# taz.de -- Kolumne Afrobeat: Kinder des weißen Terrors
       
       > Kein marokkanischer oder algerischer Rentner heißt die Anschläge in Paris
       > und Brüssel gut. Aber der Terror hat eine Verbindung zu den
       > Kolonialkriegen.
       
 (IMG) Bild: Frankreichs koloniales Erbe: Gedenkplatte in Paris für die Opfer des Algerienkrieges, der am 5. Juli 1962 endete
       
       Drei Tage vor den Brüsseler Terroranschlägen, am 19. März, trat Frankreichs
       Präsident FrançoisHollande in Paris vor die französische Gedenkstätte für
       die Toten des Algerienkrieges und legte einen Kranz nieder. Der 19. März
       erinnert an den Tag des Inkrafttretens des Waffenstillstandes von Evian im
       Jahr 1962 nach fast siebeneinhalb Jahren Krieg mit mindestens 400.000
       Toten. Kurz darauf wurde Algerien unabhängig. Der Algerienkrieg war der
       blutigste Kolonialkrieg Frankreichs, seine Opfer zu ehren sollte eine
       Selbstverständlichkeit sein.
       
       Ist es aber nicht. Die Gedenkstätte gibt es erst seit 2002, den Gedenktag
       seit 2012, und 2016 war das erste Jahr, in dem überhaupt ein französischer
       Staatspräsident ihn beging. Hollandes konservativer Vorgänger Nicolas
       Sarkozy schimpfte, dieses Datum sei eines französischen Staatschefs
       unwürdig, denn es bedeute, „dass es jetzt eine gute und schlechte Seite der
       Geschichte gibt und dass Frankreich auf der schlechten Seite stand“.
       
       Was ja nicht sein kann. Unter Präsident Sarkozy waren Frankreichs
       Geschichtslehrer angehalten, im Schulunterricht die guten Seiten der
       Kolonialherrschaft hervorzuheben, und er selbst dozierte vor afrikanischem
       Publikum, „der afrikanische Mann“ sei „noch nicht in die Geschichte
       eingetreten“; all das ist keine zehn Jahre her. Was hat das mit Brüssel zu
       tun? Nichts. Und doch sehr viel.
       
       Der Paris-Attentäter Salah Abdeslam, dessen Verhaftung in Brüssel am 18.
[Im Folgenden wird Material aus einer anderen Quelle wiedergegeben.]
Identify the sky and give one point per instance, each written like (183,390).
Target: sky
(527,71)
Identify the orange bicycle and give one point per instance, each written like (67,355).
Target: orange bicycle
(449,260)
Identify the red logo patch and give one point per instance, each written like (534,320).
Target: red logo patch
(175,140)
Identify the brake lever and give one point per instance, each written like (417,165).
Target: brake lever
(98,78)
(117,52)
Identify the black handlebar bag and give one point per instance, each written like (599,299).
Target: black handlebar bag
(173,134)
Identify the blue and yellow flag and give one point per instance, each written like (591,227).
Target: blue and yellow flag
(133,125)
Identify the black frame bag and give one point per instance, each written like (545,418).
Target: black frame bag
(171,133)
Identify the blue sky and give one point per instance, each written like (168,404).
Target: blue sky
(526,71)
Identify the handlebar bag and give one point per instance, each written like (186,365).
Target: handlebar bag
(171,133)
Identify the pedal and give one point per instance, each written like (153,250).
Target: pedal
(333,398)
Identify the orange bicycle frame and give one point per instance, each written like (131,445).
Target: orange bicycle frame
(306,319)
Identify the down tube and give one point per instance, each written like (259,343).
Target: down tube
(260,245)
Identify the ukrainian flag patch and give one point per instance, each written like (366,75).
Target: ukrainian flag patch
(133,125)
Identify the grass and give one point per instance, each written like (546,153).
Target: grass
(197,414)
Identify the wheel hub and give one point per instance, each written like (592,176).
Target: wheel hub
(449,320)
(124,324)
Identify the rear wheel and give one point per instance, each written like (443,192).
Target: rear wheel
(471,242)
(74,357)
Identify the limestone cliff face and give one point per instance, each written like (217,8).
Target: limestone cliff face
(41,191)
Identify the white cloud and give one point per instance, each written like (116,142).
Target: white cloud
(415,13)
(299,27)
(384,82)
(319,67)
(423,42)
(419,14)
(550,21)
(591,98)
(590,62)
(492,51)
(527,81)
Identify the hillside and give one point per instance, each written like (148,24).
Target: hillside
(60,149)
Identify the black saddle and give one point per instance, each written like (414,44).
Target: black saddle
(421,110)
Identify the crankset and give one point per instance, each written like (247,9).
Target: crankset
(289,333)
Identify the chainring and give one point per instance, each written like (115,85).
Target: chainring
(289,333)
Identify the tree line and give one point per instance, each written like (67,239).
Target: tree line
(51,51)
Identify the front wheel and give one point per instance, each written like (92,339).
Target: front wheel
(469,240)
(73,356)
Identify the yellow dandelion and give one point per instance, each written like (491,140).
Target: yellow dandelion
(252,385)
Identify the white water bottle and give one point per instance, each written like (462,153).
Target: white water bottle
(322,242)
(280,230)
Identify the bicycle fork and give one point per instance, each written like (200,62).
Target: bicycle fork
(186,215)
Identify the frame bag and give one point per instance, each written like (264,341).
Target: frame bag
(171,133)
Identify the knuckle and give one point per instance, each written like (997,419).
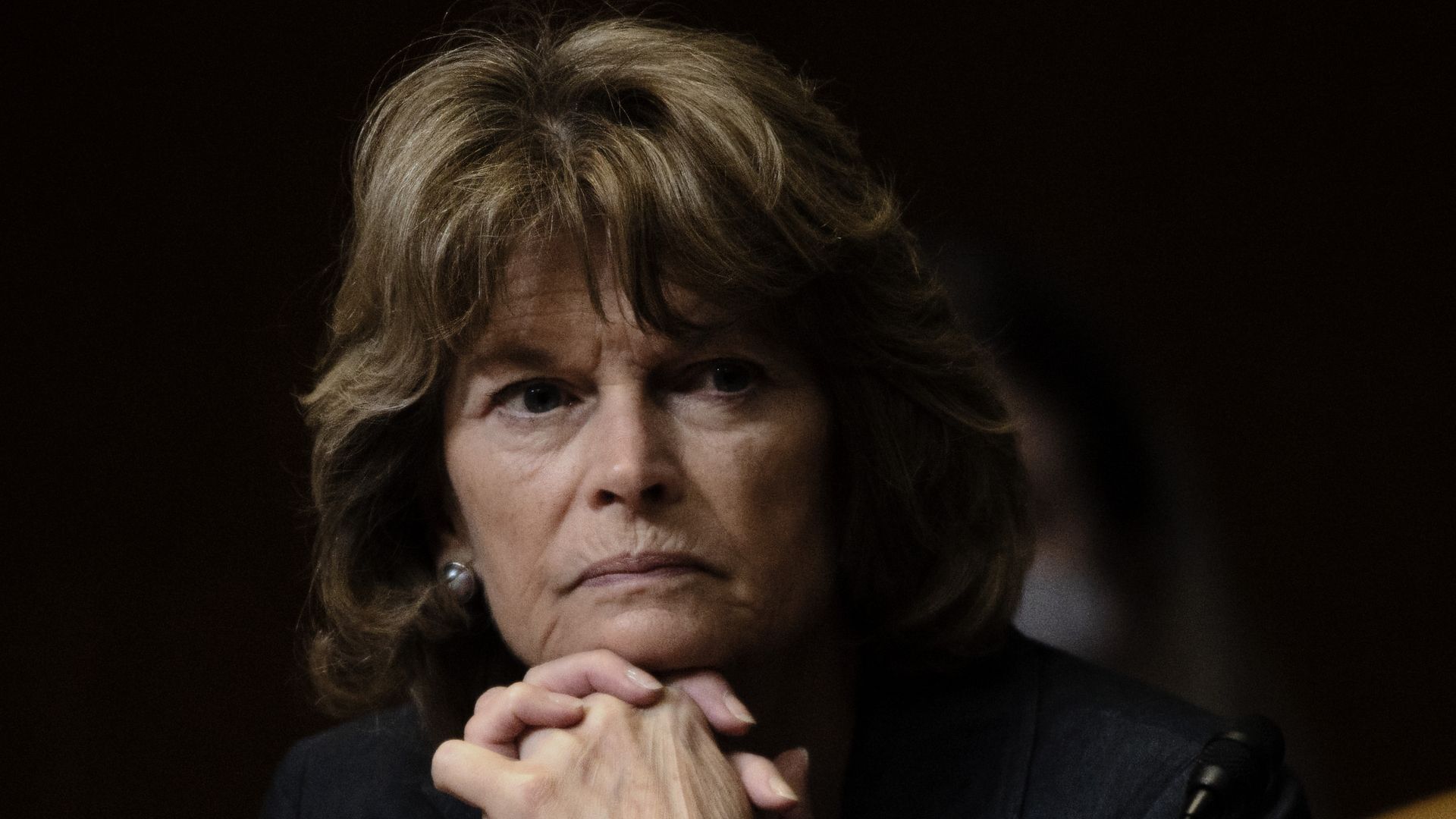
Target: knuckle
(520,691)
(447,761)
(488,698)
(536,792)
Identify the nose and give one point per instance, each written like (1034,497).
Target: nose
(632,460)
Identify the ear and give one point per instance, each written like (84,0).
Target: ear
(452,548)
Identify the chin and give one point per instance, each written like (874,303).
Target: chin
(666,640)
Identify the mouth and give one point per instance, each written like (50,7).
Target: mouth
(639,567)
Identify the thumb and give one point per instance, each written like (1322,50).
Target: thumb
(794,767)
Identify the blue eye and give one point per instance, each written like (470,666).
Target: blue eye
(731,376)
(542,397)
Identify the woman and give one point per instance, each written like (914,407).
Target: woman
(653,469)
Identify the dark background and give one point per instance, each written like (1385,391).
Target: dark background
(1242,202)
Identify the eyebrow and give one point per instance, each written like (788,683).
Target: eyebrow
(510,353)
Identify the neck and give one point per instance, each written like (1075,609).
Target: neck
(804,697)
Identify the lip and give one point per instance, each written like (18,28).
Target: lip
(645,566)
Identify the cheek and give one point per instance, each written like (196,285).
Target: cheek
(509,507)
(770,488)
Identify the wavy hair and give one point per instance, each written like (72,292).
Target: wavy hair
(707,167)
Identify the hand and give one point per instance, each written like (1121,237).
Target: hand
(574,692)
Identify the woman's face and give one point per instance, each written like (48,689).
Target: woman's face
(664,499)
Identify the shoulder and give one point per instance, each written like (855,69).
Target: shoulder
(373,767)
(1025,732)
(1104,745)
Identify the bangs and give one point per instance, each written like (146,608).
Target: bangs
(663,178)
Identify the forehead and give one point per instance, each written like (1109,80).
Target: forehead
(554,287)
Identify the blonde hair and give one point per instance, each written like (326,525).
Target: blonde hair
(707,167)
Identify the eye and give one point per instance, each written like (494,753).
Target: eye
(730,375)
(535,398)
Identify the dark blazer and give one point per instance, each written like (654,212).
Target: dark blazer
(1027,732)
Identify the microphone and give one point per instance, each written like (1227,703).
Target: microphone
(1235,770)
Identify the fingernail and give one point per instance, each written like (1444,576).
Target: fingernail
(644,679)
(739,710)
(783,787)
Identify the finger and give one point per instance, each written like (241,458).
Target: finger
(503,713)
(767,789)
(717,700)
(601,670)
(476,776)
(794,765)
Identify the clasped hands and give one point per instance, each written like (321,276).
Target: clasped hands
(593,736)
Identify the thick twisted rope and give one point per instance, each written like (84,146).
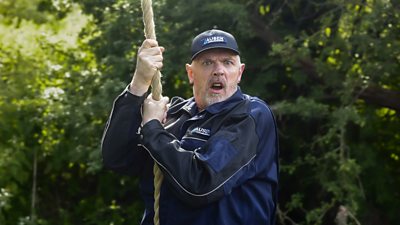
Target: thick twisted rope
(156,90)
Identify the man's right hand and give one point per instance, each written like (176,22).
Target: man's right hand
(149,61)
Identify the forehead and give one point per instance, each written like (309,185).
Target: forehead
(217,52)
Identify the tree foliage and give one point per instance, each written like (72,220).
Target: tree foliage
(329,69)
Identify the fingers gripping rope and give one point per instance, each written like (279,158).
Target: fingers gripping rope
(156,90)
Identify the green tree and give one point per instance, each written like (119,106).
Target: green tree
(329,69)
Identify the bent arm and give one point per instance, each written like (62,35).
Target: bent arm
(120,140)
(210,172)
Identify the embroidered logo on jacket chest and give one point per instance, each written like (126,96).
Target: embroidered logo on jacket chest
(201,130)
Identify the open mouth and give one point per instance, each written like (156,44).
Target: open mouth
(217,86)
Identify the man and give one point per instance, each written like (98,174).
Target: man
(218,150)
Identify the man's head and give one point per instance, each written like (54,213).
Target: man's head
(215,70)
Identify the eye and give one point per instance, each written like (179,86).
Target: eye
(207,62)
(228,62)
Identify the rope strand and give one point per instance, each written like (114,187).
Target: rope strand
(156,89)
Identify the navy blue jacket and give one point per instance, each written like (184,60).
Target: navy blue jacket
(220,165)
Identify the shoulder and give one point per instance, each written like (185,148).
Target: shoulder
(258,108)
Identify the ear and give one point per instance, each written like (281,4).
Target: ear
(189,72)
(241,69)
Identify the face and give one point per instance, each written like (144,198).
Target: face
(215,75)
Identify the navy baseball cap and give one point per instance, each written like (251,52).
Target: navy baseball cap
(212,39)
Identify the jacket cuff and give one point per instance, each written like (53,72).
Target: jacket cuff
(149,128)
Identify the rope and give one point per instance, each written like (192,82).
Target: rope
(156,89)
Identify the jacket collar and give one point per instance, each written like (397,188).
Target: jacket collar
(227,104)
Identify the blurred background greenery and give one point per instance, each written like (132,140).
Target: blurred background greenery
(329,70)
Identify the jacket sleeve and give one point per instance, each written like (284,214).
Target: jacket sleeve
(212,171)
(120,151)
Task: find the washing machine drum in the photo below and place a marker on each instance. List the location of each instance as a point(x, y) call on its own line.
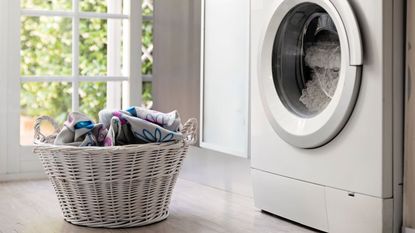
point(309, 70)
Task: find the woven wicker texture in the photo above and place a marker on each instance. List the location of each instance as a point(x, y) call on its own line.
point(113, 187)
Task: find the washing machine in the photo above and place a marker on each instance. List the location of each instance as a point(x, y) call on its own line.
point(326, 129)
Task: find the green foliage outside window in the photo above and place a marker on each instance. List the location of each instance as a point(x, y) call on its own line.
point(46, 49)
       März möglicherweise seine Freunde zu den Anschlägen vom22. März
       provozierte, ist Sohn eines Marokkaners, geboren 1949 im algerischen Oran.
       Seine Familie zog während des Algerienkrieges zurück nach Marokko, ins
       heimatliche Rif an der Mittelmeerküste, wo er heiratete und dann nach
       Frankreich auswanderte; deswegen ist sein jetzt inhaftierter Sohn, obwohl
       in Belgien geboren, Franzose. Marokkos Rif war in den 1920er Jahren
       Schauplatz eines französisch-spanischen Krieges gegen eine
       Unabhängigkeitsbewegung, der mindestens so brutal war wie später der in
       Algerien.
       
       Frankreich setzte dort erstmals Luftwaffe und Chemiewaffen gegen Zivilisten
       ein. Spaniens Rif-Kommandeure trugen ihren Krieg in die Heimat und
       errichteten die Franco-Diktatur. Ebenso wie Spaniens General Franco war
       auch Frankreichs Vichy-General Pétain Kommandeur im Rif-Krieg. In der
       Kontinuität des Vichy-Faschismus wuchs eine antigaullistische Rechte, die
       den Verzicht auf Algerien mit Gewalt bekämpfte und aus der später der Front
       National wurde.
       
       ## Mögliche familiäre Prägung
       
       Die Pariser und Brüsseler Attentäter sind sämtlich nordafrikanischer
       Herkunft, ihre Eltern und Großeltern sind Überlebende der Kolonialkriege.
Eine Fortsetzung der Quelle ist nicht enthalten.